06-03-2026
Bureau Report + Agencies
ISLAMABAD/ TEHRAN: It was the first working day of the week and Muhammad Raza, a 23-year-old Pakistani medical student, was assisting the doctors treating patients at Tehran University of Medical Sciences hospital in the Iranian capital.
A loud explosion brought the ward to a halt. Israel and the United States had begun bombing Iran in a joint operation on the morning of February 28.
“We had been hearing about an imminent attack, and when it did strike, it sent a surge of anxiety and panic through my body,” Raza told media from inside a bus on his way to Islamabad on Tuesday.
As chaos and fear gripped Tehran following the bombings, Raza rushed to his hostel near the hospital compound and immediately called the Pakistani embassy, less than 2km (1.2 miles) away.
The mission instructed him and other students to gather with essential belongings by the evening before arrangements could be made to send them home.
“It was really scary. All of us were afraid of what might happen and wanted to reach Pakistan at the earliest,” Raza said.
Muhammad Tauqeer, another Pakistani medical student, told media he was on a field deployment away from the college campus when the strikes began.
“The second we heard the first strike landing in Tehran, everything fell into chaos. People rushed outside. Our teachers told the foreign students to immediately seek assistance from our embassies and return to our hostels, which is what we did,” said the 24-year-old on Tuesday, speaking from another bus to his hometown of Jhang in Punjab province.
“I called my family and told them about the situation,” Tauqeer added.
The Pakistani embassy in Tehran asked its nationals to report by Saturday evening.

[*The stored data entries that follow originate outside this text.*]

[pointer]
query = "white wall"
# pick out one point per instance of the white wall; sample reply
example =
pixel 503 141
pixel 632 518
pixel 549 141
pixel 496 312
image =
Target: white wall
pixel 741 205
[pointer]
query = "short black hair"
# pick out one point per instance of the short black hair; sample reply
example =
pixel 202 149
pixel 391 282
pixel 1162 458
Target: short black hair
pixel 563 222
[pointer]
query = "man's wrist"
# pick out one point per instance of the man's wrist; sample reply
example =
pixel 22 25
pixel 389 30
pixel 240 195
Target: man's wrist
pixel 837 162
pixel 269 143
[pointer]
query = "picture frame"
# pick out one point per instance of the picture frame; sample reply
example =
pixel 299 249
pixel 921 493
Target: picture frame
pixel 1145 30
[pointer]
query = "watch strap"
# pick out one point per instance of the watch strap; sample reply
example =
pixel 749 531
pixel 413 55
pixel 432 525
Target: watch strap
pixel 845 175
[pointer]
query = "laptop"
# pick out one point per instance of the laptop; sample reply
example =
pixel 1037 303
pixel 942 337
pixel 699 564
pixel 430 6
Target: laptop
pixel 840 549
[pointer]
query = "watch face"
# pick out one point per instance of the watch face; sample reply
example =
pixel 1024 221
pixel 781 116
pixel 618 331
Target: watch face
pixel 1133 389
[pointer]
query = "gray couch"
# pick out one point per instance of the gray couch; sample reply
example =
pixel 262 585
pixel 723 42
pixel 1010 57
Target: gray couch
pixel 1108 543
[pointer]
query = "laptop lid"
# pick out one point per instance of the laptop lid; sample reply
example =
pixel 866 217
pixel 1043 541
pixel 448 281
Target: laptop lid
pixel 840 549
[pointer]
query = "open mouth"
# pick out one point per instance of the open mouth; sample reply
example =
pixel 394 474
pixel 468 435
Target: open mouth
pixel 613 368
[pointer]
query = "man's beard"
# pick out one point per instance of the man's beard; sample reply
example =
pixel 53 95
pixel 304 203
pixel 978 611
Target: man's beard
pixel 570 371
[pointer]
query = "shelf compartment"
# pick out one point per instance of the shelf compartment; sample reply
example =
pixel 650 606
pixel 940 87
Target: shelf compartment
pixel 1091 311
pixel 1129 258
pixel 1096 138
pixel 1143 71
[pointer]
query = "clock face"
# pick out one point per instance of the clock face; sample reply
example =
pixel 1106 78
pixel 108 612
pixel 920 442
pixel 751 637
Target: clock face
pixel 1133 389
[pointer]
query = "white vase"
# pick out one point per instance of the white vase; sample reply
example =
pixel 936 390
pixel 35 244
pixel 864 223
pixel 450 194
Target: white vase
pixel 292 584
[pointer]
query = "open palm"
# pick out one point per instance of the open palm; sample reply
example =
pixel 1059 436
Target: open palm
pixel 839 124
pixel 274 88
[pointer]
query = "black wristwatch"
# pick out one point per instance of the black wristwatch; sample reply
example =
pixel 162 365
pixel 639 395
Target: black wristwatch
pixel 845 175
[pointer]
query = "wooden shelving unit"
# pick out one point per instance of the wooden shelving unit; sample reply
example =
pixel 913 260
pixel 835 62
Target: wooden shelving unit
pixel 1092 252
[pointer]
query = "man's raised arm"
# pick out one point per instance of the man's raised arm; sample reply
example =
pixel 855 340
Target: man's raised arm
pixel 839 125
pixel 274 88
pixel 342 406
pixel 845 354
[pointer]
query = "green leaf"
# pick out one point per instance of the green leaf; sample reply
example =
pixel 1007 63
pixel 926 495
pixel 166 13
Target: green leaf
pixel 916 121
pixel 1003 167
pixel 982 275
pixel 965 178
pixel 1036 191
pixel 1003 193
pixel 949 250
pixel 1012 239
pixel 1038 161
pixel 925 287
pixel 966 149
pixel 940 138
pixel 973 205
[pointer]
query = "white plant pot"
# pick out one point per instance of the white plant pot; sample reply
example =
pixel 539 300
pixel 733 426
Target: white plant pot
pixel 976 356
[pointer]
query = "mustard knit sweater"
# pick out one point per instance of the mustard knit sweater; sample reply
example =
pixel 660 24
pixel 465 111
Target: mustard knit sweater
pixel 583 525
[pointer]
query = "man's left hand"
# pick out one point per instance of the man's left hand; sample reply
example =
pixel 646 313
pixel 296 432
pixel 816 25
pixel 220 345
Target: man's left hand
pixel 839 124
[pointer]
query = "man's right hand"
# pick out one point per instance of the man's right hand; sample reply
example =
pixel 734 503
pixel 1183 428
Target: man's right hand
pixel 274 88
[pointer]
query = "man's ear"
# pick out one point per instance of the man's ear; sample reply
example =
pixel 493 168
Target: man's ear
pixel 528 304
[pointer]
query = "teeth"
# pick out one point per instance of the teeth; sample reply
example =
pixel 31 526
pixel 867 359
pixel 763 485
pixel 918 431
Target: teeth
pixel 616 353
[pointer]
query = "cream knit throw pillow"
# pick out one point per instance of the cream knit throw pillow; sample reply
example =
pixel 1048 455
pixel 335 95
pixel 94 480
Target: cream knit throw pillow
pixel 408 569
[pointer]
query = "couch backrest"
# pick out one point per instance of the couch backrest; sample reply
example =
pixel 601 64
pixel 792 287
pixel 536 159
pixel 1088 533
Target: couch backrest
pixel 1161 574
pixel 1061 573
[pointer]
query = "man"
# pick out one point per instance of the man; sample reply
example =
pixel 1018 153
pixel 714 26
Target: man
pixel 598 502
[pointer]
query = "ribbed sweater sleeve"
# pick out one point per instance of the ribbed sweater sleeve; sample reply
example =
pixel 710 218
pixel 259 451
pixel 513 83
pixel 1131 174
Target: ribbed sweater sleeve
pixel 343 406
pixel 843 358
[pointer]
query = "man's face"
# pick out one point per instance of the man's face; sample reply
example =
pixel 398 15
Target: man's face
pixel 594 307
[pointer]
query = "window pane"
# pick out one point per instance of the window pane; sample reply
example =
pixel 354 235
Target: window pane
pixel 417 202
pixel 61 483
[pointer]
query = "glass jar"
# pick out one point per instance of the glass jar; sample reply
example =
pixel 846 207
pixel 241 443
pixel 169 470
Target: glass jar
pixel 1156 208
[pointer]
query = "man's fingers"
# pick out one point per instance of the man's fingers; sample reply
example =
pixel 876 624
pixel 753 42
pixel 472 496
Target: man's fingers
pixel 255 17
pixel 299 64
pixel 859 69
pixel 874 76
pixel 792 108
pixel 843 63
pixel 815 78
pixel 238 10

Hundreds arrived, carrying essentials including clothes, laptops, textbooks, documents and cash.
Five buses left the embassy compound on Saturday night for Zahedan, a 1500km (932-mile) journey that took about 20 hours as the convoy cut through central Iran, passing cities such as Yazd, Isfahan and Kerman as they were being hit in the US-Israeli assault.
During their journey, the students were also trying to get updates on the Iran war, which had soon escalated into a regional conflict, with Iran’s retaliatory attacks targeting US assets across the Gulf and Saudi Arabia.
Kainat Maqsood, another Pakistani student, said it was during the “deeply distressing” journey that she learned about the killing of Iran’s Supreme Leader Ayatollah Ali Khamenei.
“It was such a devastating news for us,” she said as she waited to board her onward bus to Multan city in Punjab. “He was a leader many of us looked up to, and now he is gone.”
From Zahedan, the Pakistani border town of Taftan was about 100km (62 miles) away. For almost the entire stretch of their journey, the passengers had no mobile signal.
“We were all so scared. The journey was at night and we had no idea what was going to happen,” said Tauqeer. “The entire bus was silent. Everyone was just praying.”
The buses crossed into Pakistan on Sunday evening. Pakistani officials on Tuesday night said nearly 1,000 citizens, including some 400 students, had returned to the country in the past three days through the Taftan border in Chagai district and the Gabd-Rimdan border in Gwadar district.